# Operator-Überladung



## gastausbern (16. Mai 2004)

Hallo!

ich habe ein Problem mit der Operator-Überladung. Das ist eine Aufgabe für mein seminar,
und mit diesem Problem kenne ich mich überhaupt nicht aus.
ich weiss zwar, dass es die OP-Überladung in C und C++ gibt, was aber dahinter steckt, davon habe ich keine ahnung. :cry: 

vielleicht kann mir ja jemand von euch bei diesem Problem helfen:


erst einmal : was ist überhaupt, in einer kurzen Def. ,  OPerator-Überladung?

2. gibt es Anwendungsfälle, in denen OP-Überladung sinnvoll eingesetzt werden kann?

3. Welche Probleme können bei der OP-Überladung entstehen?

4. Wie wird genau mit diesen Problemen in anderen Programmiersprachen umgegangen...? z.B. in C oder C++, oder anderen...



vielen dank im voraus...


----------



## Beni (16. Mai 2004)

*1.* In Java gibt es _keine _Op-Überladung

Eine Op-Überladung ist dann, wenn du einer Operation, z.B. "+" eine zusätzliche Bedeutung geben kannst. Damit Objekte mit diesen Operationen verknüpft werden können, die normalerweise nicht verknüpft sind.

*2.* z.B. wenn du eine Klasse "Vector5d" (5 dimensionaler Vektor) schreibst, kann ein "+" als Addition zweier 5-d Vektoren definiert werden.

*3.* Die Gefahr besteht bei Leuten, die Operationen definieren, die nicht benötigt werden (wird unübersichtlich), oder wenn sie einfach "seltsam" definiert werden. Also wenn "+" plötzlich die Negation ist.

*4.* So wie ich C / C++ kenne, heisst es da einfach: "Der Programmiere ist selbst schuld." :wink:

mfg Beni


----------



## P3AC3MAK3R (16. Mai 2004)

> Der Plusoperator stellt gleichzeitig eine Ausnahme dar, er ist nämlich der einzige Operator, der bei Java überladen wird, denn Java unterstützt normalerweise keine Operatorüberladung im Gegensatz zu C++.

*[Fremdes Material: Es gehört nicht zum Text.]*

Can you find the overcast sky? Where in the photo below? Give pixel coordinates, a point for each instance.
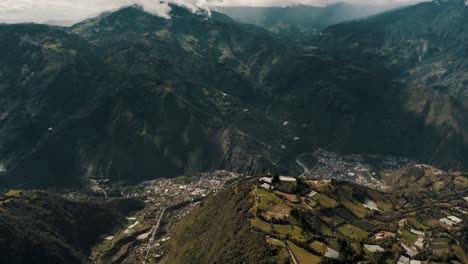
(44, 10)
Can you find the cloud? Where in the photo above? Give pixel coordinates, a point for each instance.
(74, 10)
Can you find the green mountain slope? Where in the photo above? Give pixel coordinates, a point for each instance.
(422, 44)
(149, 97)
(299, 21)
(323, 222)
(43, 228)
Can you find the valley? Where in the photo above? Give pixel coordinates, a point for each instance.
(296, 134)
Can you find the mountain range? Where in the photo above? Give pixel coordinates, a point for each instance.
(299, 21)
(115, 102)
(132, 96)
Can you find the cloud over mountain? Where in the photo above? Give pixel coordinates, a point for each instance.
(45, 10)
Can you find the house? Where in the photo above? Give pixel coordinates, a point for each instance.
(419, 243)
(403, 260)
(374, 248)
(287, 179)
(266, 186)
(417, 232)
(446, 221)
(454, 219)
(266, 179)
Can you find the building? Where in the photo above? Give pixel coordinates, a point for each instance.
(374, 248)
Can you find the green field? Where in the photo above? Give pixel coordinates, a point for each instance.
(303, 256)
(325, 201)
(353, 232)
(408, 237)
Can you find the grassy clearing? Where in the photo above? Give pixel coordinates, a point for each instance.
(303, 256)
(357, 210)
(290, 197)
(13, 193)
(460, 253)
(294, 231)
(325, 201)
(353, 232)
(325, 230)
(266, 200)
(262, 225)
(319, 247)
(416, 224)
(407, 236)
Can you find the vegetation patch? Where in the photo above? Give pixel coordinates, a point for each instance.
(303, 256)
(353, 232)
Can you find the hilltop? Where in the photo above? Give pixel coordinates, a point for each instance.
(286, 218)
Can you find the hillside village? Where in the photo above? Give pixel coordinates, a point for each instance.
(318, 221)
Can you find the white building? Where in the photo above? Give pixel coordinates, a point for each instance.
(417, 232)
(403, 260)
(266, 179)
(446, 221)
(287, 179)
(454, 219)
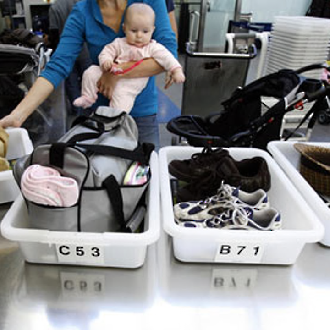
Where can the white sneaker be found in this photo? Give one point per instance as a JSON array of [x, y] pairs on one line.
[[227, 197]]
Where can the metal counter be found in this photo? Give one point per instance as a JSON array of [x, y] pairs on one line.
[[164, 293]]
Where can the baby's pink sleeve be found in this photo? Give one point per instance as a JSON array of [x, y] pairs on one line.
[[163, 57], [110, 52]]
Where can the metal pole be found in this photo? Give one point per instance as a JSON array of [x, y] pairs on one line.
[[238, 10], [201, 28]]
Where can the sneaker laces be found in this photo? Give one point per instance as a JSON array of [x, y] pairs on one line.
[[234, 216]]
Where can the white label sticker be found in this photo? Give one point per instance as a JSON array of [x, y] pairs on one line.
[[240, 252], [80, 254]]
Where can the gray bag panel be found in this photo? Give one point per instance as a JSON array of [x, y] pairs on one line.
[[94, 211], [53, 218]]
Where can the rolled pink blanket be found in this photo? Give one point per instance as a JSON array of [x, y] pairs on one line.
[[45, 185]]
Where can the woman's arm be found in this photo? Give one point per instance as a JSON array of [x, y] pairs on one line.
[[39, 92]]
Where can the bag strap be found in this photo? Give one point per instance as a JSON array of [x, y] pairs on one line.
[[116, 199]]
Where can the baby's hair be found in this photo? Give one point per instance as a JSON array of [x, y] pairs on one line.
[[139, 7]]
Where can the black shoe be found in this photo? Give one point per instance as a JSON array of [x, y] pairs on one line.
[[249, 175], [199, 164]]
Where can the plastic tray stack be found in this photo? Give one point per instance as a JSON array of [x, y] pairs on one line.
[[297, 41]]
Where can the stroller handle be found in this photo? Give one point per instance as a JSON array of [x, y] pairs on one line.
[[322, 92], [251, 55]]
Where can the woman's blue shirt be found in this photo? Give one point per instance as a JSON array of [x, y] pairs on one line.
[[85, 24]]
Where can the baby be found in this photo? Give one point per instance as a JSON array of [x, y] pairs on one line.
[[138, 45]]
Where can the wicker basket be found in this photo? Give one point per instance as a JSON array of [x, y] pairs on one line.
[[315, 166]]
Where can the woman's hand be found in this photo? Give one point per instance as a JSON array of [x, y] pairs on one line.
[[11, 121], [107, 83]]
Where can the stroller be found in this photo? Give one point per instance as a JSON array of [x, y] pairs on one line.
[[246, 121], [22, 57]]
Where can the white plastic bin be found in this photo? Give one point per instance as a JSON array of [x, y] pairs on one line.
[[300, 224], [288, 158], [19, 145], [109, 249]]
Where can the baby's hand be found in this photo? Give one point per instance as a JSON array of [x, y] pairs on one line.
[[178, 76], [107, 65]]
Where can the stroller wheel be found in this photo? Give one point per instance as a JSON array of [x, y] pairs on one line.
[[324, 118]]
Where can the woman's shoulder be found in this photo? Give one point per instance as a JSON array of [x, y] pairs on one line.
[[82, 5]]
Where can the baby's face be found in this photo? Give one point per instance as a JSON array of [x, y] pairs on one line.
[[139, 28]]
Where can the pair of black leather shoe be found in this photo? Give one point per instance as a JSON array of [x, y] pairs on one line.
[[205, 171]]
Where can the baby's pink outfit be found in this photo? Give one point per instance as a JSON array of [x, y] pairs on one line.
[[45, 185], [126, 89]]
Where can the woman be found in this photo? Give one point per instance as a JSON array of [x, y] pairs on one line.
[[98, 22]]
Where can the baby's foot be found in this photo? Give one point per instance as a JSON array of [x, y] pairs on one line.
[[83, 102]]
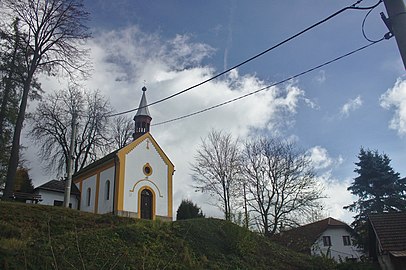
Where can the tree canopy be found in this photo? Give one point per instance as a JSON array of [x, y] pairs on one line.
[[378, 188], [51, 41]]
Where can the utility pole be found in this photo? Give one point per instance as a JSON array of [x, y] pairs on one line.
[[397, 23], [68, 182]]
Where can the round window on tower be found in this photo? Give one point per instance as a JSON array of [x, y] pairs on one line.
[[147, 169]]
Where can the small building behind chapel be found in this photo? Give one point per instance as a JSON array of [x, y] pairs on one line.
[[133, 181]]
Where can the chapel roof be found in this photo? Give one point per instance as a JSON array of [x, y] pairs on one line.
[[143, 109], [390, 230], [58, 186]]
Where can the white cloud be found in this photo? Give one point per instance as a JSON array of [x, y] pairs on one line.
[[321, 76], [335, 190], [395, 97], [337, 197], [351, 105], [321, 159]]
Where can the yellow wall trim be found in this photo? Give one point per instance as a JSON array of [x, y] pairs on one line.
[[96, 203], [146, 179], [153, 201]]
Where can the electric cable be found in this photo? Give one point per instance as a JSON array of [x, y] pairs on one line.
[[269, 86], [353, 6]]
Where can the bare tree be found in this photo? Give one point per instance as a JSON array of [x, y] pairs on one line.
[[281, 183], [51, 128], [216, 168], [52, 39]]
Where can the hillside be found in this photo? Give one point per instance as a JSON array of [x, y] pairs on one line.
[[44, 237]]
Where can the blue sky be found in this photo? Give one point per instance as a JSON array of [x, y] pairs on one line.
[[331, 112]]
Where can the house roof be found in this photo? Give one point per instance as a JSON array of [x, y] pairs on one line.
[[303, 237], [58, 186], [390, 230], [97, 163]]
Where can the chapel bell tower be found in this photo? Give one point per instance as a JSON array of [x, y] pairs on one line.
[[142, 118]]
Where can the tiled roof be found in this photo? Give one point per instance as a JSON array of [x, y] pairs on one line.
[[303, 237], [58, 186], [390, 230]]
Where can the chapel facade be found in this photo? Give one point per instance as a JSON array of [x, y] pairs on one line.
[[133, 181]]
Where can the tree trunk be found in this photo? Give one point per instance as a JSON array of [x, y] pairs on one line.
[[14, 155], [7, 89]]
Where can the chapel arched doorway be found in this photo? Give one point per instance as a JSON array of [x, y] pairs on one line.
[[147, 199]]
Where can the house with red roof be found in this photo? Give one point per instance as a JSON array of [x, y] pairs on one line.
[[328, 237], [387, 240]]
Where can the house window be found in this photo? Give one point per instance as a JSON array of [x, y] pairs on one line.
[[346, 240], [326, 241], [60, 203], [89, 192], [107, 191]]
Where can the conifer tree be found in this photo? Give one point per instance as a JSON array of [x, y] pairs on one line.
[[379, 189]]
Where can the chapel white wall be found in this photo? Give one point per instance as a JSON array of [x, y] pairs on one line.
[[89, 182], [106, 205], [157, 181]]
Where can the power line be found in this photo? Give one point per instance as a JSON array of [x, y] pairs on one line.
[[269, 86], [353, 6]]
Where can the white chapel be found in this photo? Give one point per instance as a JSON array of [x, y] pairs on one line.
[[133, 181]]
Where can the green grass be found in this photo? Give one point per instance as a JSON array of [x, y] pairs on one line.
[[44, 237]]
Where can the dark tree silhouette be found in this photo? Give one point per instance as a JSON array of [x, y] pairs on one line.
[[52, 41], [379, 189]]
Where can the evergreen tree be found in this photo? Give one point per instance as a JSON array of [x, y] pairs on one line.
[[187, 209], [379, 189]]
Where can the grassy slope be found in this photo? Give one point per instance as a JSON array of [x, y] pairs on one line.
[[44, 237]]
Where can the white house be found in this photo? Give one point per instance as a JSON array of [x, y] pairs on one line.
[[52, 193], [133, 181], [328, 237]]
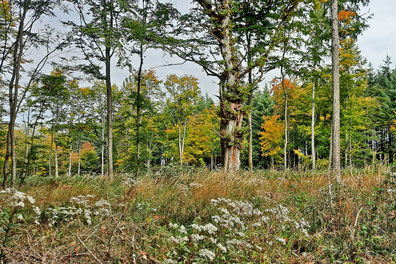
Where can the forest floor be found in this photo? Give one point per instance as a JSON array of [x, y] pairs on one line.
[[196, 216]]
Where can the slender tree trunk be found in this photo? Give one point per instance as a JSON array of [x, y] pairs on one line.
[[56, 161], [250, 103], [70, 155], [50, 155], [250, 138], [102, 146], [108, 10], [313, 153], [139, 86], [109, 117], [13, 159], [13, 98], [182, 137], [331, 148], [336, 163], [79, 160], [390, 146]]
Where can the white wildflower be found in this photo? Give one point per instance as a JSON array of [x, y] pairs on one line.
[[210, 228], [222, 248], [182, 229], [207, 254], [196, 237], [30, 199]]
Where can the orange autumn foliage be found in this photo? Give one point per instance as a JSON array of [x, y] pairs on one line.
[[272, 135]]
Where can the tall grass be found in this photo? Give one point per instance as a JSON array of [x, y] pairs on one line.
[[349, 222]]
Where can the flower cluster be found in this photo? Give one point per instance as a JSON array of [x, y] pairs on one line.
[[82, 208], [16, 198], [235, 227]]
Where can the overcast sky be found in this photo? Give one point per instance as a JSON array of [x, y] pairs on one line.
[[376, 42]]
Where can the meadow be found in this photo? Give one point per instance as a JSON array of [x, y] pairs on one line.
[[199, 216]]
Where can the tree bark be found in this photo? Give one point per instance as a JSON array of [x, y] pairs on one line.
[[56, 161], [13, 88], [285, 92], [50, 154], [109, 117], [70, 155], [182, 137], [108, 55], [336, 161], [250, 138], [102, 146], [79, 160], [139, 86]]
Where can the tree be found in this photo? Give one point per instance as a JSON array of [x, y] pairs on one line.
[[98, 37], [202, 141], [335, 139], [26, 14], [271, 137], [211, 43], [183, 96]]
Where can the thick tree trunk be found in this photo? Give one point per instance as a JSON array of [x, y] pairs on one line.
[[233, 138], [250, 138], [336, 162]]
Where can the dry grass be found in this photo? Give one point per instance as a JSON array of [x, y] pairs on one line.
[[130, 236]]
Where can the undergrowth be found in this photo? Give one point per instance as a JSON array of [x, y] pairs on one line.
[[202, 217]]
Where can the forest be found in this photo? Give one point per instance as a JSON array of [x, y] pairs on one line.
[[288, 157]]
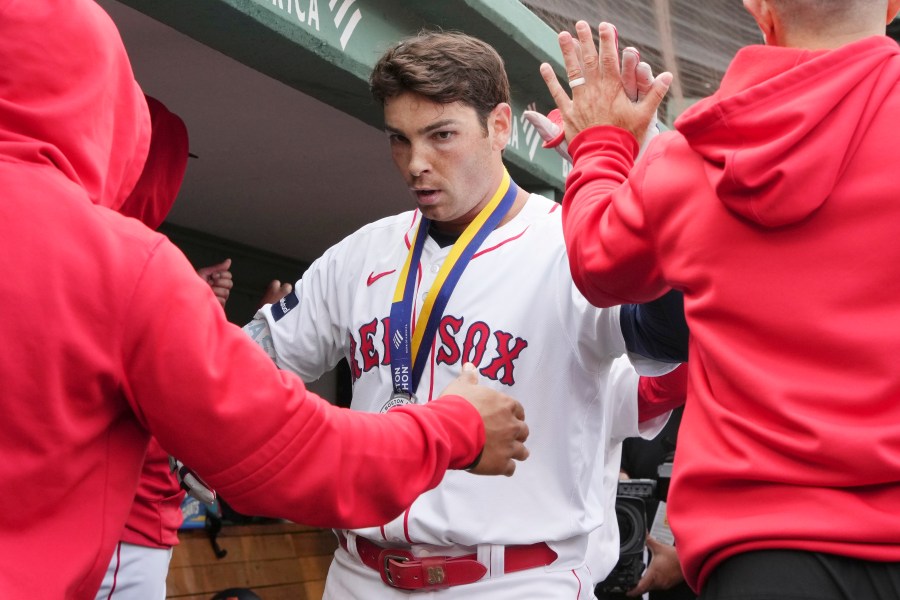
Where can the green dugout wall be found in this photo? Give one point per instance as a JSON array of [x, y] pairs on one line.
[[326, 49]]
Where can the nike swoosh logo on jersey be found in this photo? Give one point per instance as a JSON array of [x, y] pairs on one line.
[[373, 277]]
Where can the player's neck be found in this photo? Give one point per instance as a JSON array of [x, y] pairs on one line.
[[452, 230]]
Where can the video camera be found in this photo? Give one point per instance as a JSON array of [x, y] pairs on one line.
[[632, 519]]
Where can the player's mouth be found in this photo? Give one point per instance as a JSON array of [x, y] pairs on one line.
[[426, 196]]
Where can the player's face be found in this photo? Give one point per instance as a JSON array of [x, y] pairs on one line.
[[451, 165]]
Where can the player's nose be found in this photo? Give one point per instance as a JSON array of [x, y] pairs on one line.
[[419, 162]]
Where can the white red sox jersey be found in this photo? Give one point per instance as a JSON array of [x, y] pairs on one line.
[[516, 314]]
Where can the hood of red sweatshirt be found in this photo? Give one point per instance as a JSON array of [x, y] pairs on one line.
[[156, 189], [778, 133], [69, 100]]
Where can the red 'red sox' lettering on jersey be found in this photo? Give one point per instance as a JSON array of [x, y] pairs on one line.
[[494, 352]]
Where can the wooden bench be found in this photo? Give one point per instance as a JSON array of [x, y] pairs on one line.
[[278, 561]]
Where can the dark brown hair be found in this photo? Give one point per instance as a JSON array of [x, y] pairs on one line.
[[444, 67]]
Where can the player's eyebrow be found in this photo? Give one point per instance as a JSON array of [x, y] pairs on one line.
[[427, 129]]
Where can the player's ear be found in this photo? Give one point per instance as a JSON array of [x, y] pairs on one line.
[[762, 14], [499, 124]]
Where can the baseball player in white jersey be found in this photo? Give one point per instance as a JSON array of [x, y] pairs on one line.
[[477, 273]]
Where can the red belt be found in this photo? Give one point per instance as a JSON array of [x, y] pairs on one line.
[[400, 569]]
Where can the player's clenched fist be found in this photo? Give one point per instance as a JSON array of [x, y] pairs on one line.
[[505, 430]]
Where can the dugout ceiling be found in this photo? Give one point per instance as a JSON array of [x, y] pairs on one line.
[[291, 153], [292, 156]]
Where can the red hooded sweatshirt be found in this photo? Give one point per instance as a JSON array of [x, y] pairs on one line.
[[156, 512], [109, 335], [774, 208]]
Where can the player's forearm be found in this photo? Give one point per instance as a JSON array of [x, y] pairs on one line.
[[256, 435], [610, 262]]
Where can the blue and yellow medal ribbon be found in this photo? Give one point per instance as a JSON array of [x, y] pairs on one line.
[[407, 362]]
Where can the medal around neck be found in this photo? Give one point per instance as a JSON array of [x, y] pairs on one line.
[[399, 399]]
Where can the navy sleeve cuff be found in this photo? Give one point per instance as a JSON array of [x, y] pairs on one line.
[[656, 329]]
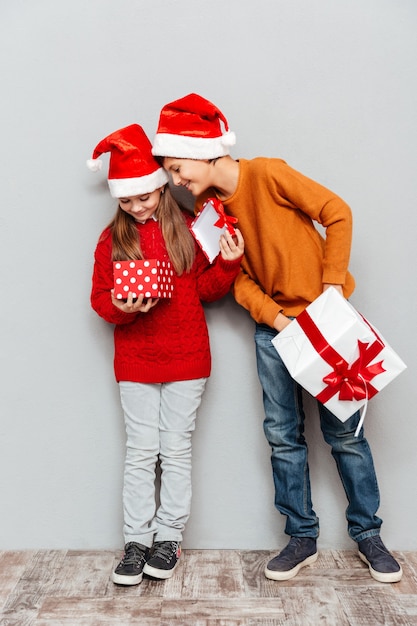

Quelle: http://www-ti.informatik.uni-tuebingen.de/~heim/lehre/proseminar_ss98/andreas/


----------



## Illuvatar (16. Mai 2004)

P3AC3MAK3R hat gesagt.:
			
		

> > Der Plusoperator stellt gleichzeitig eine Ausnahme dar, er ist nämlich der einzige Operator, der bei Java überladen wird, denn Java unterstützt normalerweise keine Operatorüberladung im Gegensatz zu C++.
> 
> 
> 
> Quelle: http://www-ti.informatik.uni-tuebingen.de/~heim/lehre/proseminar_ss98/andreas/



Wie soll man den Plus-Operator überladen?


----------



## Beni (16. Mai 2004)

Ich nehme mal an das bezieht sich auf die Strings (die man mit Plus zusammenfügen kann).
Aber ob das wirklich "überladen" ist?  ???:L


----------



## L-ectron-X (16. Mai 2004)

Ich glaube nicht. Denn beim Überladen kann der Programmierer auf die eigentliche Funktion Einfluss nehmen, z.B. beim Überladen von Methoden.
Den + Operator kann man aber in Java nicht in seiner Funktion beeinflussen.


----------



## P3AC3MAK3R (16. Mai 2004)

Hier ist noch ein klärender Thread aus den JTFs:

http://forum.java.sun.com/thread.jsp?forum=1&thread=1598&tstart=0&trange=15


----------